Shaking his head at his terrible mental pun and vowing to answer every single question Valerie could throw at him no matter how personal or difficult, Anton pushed himself off the wall he had been leaning against and watched the small blue car screech to a stop half a foot away from his leg. Lou got out of the driver's seat and frowned at him, before asking the single most stupid question in the entire Stupid Questions Pamphlet.

"What are you doing here?" He sounded like he was high on something, which only caused Anton to raise his eyebrow further.

"I live here, what do you think I'm doing?"

"No, I mean what are you doing here? Outside? In the rain..."

"Waiting for you, genius. Now can that car of yours fit a third in it or am I going to have to borrow another one?"

"You can drive?"

"I'm from the future, not Mars," Anton retorted, in far too bad a mood to bother with any more pleasantries. Lou shrugged and got back into the car, evidently not quite being able to process everything at once, and Becker asked a far more sensible question.

"What's in the bag?"

"Three EMDs, nine power packs, some night vision goggles and my latest contraption," Anton pulled a handheld device similar to something out of a Star Trek episode out of the holdall and tossed it over to him. Becker recognised it instantly; it was the sonar scanner Anton had been showing Valerie when the two parties had first encountered one another.

"Nice. Wait, three EMDs?" Anton sighed. Was it really that un-obvious what he was trying to do?

"Yes, three EMDs. I am coming with you. The pair of you will get hopelessly lost without me, and as amusing as that would be, I would like Maria to get back here before Valerie wakes up."

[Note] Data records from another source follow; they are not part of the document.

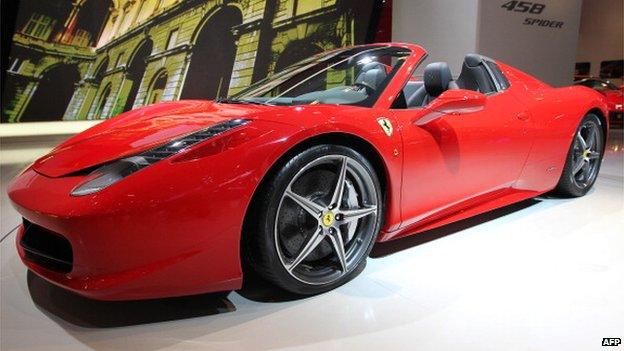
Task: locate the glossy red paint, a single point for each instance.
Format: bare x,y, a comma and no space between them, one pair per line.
614,98
174,227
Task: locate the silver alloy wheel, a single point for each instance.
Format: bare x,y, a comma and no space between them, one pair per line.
588,146
326,219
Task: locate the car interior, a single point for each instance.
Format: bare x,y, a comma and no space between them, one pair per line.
477,74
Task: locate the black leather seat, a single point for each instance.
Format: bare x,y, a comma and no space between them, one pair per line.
474,75
438,79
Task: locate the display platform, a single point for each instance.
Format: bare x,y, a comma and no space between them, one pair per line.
546,274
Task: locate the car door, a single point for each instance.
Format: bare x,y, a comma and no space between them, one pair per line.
458,159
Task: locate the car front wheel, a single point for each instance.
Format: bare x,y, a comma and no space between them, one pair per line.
584,158
316,221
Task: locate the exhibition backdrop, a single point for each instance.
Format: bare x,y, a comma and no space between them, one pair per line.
93,59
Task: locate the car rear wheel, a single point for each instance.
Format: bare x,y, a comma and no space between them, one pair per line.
316,220
584,158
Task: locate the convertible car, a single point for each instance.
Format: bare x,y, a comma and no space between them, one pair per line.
294,178
614,97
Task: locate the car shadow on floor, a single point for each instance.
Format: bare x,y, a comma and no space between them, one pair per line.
88,313
390,247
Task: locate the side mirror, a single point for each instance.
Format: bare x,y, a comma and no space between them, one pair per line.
453,102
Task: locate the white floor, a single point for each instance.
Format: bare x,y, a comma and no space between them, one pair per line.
544,275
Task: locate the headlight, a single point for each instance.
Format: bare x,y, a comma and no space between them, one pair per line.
111,173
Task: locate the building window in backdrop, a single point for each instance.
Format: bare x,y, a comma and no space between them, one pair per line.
16,65
612,69
581,70
39,26
119,59
173,39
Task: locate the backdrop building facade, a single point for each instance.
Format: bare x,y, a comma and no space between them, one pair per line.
93,59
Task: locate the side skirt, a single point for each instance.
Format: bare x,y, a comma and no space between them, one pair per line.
466,209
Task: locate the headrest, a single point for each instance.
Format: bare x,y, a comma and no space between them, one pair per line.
437,78
473,60
372,74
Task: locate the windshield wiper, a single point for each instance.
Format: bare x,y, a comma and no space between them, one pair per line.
238,101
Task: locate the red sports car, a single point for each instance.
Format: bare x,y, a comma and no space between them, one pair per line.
297,176
613,95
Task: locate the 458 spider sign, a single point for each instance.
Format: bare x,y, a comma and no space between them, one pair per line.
532,8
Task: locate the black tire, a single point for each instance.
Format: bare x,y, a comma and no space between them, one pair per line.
270,245
575,182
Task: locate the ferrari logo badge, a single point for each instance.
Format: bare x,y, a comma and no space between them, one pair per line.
386,125
328,219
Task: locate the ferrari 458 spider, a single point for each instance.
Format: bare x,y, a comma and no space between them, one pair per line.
613,95
298,175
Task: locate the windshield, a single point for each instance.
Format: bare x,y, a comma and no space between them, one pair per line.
353,76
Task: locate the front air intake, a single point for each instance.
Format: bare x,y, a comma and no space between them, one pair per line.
46,248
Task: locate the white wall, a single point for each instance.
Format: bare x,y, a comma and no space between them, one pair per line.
447,29
601,33
548,53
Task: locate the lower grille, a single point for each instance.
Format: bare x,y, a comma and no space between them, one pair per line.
46,248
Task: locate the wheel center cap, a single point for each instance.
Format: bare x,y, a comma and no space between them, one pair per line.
328,219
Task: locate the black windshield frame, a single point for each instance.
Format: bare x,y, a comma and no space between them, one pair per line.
302,71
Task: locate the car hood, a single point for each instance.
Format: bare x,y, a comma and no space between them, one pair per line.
139,130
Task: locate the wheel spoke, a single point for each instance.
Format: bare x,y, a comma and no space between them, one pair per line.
593,155
585,170
310,206
339,190
591,138
336,238
353,215
580,139
578,166
307,249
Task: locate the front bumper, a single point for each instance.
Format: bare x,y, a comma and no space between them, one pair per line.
145,237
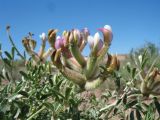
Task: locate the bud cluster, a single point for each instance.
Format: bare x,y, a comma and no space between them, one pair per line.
66,55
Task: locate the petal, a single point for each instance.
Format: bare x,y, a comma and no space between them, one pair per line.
91,41
59,42
96,38
108,27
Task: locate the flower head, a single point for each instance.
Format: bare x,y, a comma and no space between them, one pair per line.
107,32
43,36
60,41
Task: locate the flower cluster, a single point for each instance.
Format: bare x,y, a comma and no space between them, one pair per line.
67,55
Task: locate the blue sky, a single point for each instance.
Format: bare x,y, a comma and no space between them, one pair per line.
134,22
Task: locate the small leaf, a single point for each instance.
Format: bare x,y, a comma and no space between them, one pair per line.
1,76
68,91
8,55
157,105
130,104
45,96
118,101
13,52
115,110
128,68
133,72
24,93
138,115
132,115
124,99
24,74
49,105
144,63
6,61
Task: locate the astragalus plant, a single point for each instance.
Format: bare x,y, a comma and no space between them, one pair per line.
86,71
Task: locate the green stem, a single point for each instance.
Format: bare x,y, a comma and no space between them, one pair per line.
37,112
77,54
10,39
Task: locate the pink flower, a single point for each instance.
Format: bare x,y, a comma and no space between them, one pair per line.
60,41
95,41
107,33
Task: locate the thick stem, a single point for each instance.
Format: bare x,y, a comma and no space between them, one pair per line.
74,76
77,54
37,112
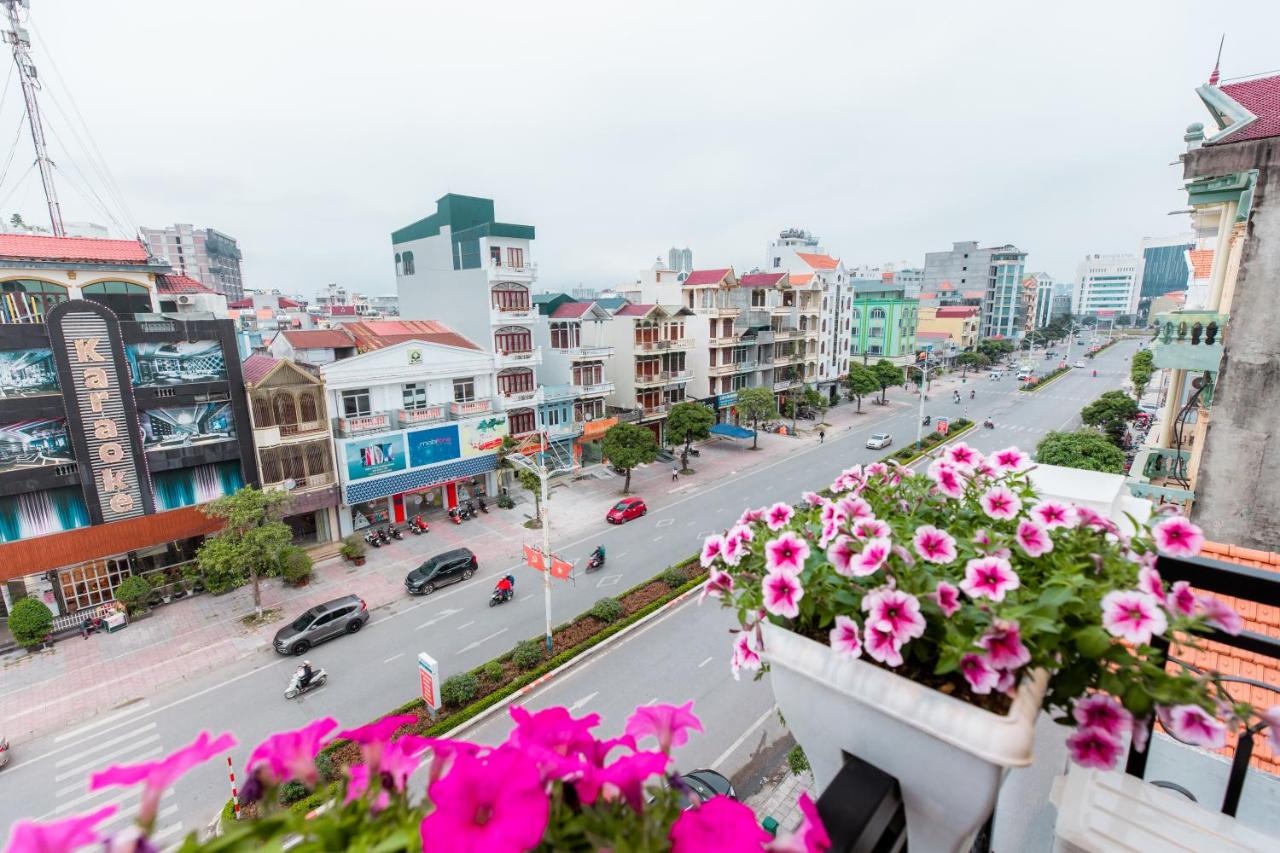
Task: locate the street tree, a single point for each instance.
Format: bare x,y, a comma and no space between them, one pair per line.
1111,413
757,405
686,423
627,446
888,375
251,539
862,381
1084,450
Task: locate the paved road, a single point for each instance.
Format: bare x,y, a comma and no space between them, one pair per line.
375,669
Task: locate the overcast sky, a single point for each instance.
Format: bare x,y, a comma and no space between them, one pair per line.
311,129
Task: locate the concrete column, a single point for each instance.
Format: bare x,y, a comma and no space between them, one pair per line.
1173,402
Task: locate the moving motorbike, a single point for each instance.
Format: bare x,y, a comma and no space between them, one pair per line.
296,688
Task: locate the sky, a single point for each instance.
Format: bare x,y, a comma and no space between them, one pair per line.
311,129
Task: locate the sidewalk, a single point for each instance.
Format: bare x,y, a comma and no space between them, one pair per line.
78,678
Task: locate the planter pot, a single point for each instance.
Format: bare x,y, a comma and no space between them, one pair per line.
949,757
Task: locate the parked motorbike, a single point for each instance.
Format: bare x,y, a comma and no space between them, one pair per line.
296,688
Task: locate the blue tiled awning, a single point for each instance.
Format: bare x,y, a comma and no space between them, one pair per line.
731,430
362,491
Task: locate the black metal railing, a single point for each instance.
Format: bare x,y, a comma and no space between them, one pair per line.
1239,582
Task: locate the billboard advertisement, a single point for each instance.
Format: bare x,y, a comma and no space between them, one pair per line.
187,425
433,446
35,443
483,436
373,456
27,372
170,364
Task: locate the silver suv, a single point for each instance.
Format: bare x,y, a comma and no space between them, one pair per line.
336,617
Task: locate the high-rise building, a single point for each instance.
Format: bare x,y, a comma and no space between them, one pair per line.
1106,286
204,254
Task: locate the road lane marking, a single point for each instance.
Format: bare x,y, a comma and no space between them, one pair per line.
725,756
97,724
480,642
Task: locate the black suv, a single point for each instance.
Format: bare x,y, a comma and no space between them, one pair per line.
344,615
440,570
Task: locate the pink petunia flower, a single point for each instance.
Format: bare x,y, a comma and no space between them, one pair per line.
1000,503
778,515
1102,711
667,724
947,598
55,836
873,556
894,611
1054,514
978,673
156,776
933,544
713,548
782,593
1180,598
871,529
1004,646
292,755
1176,537
990,578
882,644
1009,460
1219,614
1093,748
1192,724
786,553
718,824
744,656
841,555
1033,539
497,803
1133,615
845,638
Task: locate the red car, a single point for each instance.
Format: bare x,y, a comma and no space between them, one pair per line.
625,510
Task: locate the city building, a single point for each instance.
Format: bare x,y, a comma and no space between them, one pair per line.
417,427
1106,286
883,323
475,274
204,254
1164,268
293,443
652,364
958,323
117,423
1211,446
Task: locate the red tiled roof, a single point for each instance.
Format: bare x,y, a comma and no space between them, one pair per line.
318,338
256,366
181,284
707,276
1202,263
762,279
72,249
571,310
818,261
375,334
1261,97
1260,619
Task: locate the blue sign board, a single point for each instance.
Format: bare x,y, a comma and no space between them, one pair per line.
373,456
433,446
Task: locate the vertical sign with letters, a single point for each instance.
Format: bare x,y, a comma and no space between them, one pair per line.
95,383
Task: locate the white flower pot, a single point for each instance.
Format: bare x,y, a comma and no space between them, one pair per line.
947,756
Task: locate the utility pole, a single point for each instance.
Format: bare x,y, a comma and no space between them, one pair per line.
21,41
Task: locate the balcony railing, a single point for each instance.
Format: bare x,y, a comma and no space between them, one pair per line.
1189,340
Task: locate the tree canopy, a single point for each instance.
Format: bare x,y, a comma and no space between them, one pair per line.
627,446
1084,450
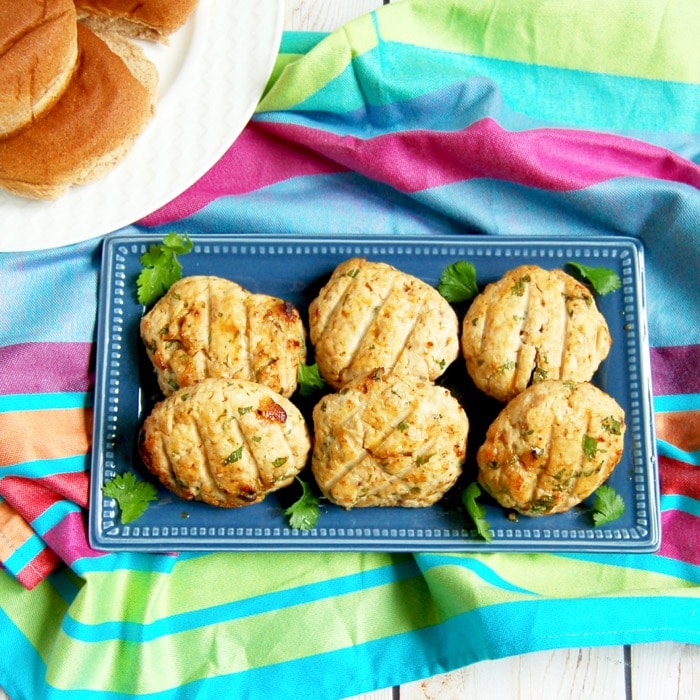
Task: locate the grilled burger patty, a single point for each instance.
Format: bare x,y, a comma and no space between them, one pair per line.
206,326
531,325
372,315
551,447
226,443
388,440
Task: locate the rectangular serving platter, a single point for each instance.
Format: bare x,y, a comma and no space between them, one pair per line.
294,268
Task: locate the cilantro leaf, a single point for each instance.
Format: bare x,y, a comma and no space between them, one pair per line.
309,379
476,511
602,279
458,282
131,494
608,505
161,268
304,512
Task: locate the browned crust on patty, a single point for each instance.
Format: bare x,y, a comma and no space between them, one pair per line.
551,447
226,443
388,440
529,326
371,315
208,326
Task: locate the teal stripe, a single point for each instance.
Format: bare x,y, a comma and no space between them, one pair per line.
300,42
53,515
480,569
44,402
41,468
560,96
677,402
684,503
129,561
523,627
140,632
666,449
22,556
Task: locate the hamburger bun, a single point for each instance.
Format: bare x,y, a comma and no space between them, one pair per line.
107,104
152,20
38,54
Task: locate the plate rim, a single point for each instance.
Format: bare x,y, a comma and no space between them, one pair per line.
35,225
308,541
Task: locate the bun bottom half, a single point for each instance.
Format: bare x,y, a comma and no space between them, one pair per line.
92,126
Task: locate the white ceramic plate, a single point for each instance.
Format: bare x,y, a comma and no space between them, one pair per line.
211,78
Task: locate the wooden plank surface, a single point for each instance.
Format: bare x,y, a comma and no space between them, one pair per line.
664,671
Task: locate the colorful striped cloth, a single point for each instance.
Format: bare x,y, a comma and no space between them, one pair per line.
442,117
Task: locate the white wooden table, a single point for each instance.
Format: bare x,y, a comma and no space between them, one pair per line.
640,672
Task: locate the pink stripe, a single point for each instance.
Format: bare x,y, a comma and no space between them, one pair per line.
45,367
256,159
69,539
552,159
674,370
681,537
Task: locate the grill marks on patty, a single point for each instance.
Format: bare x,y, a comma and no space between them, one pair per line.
226,443
530,326
208,326
551,447
371,315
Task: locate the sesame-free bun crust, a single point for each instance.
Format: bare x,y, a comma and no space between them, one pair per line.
90,129
152,20
38,53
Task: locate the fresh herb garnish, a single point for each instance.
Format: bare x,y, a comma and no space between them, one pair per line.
602,279
131,494
161,268
589,445
458,282
309,379
304,512
476,511
608,505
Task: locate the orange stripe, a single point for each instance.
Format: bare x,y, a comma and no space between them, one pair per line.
680,428
52,434
14,531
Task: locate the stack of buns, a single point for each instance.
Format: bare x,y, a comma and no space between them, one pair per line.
75,91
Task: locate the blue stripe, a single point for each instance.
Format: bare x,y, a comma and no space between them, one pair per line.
143,632
677,402
648,209
53,515
39,468
470,87
480,569
44,402
666,449
684,503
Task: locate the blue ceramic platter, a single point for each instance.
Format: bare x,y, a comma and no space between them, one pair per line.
294,268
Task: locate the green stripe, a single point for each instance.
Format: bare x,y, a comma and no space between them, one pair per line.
638,38
256,641
293,573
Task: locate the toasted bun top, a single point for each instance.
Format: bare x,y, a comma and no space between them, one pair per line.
162,16
38,51
94,123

"Fair enough," Becker said, giving Anton an odd look. Anton gave him one straight back and picked up the holdall, slipping the scanner back in at the same time. Becker held the passenger seat forwards for him and he practically fell into the back, once again cursing the fact that his height didn't allow him to fit into small spaces very well, and Lou started the engine. Anton decided to ignore the fact that Lou was less than completely sober at this point and made himself comfortable in the back, preparing himself to go back home for the second time in a day.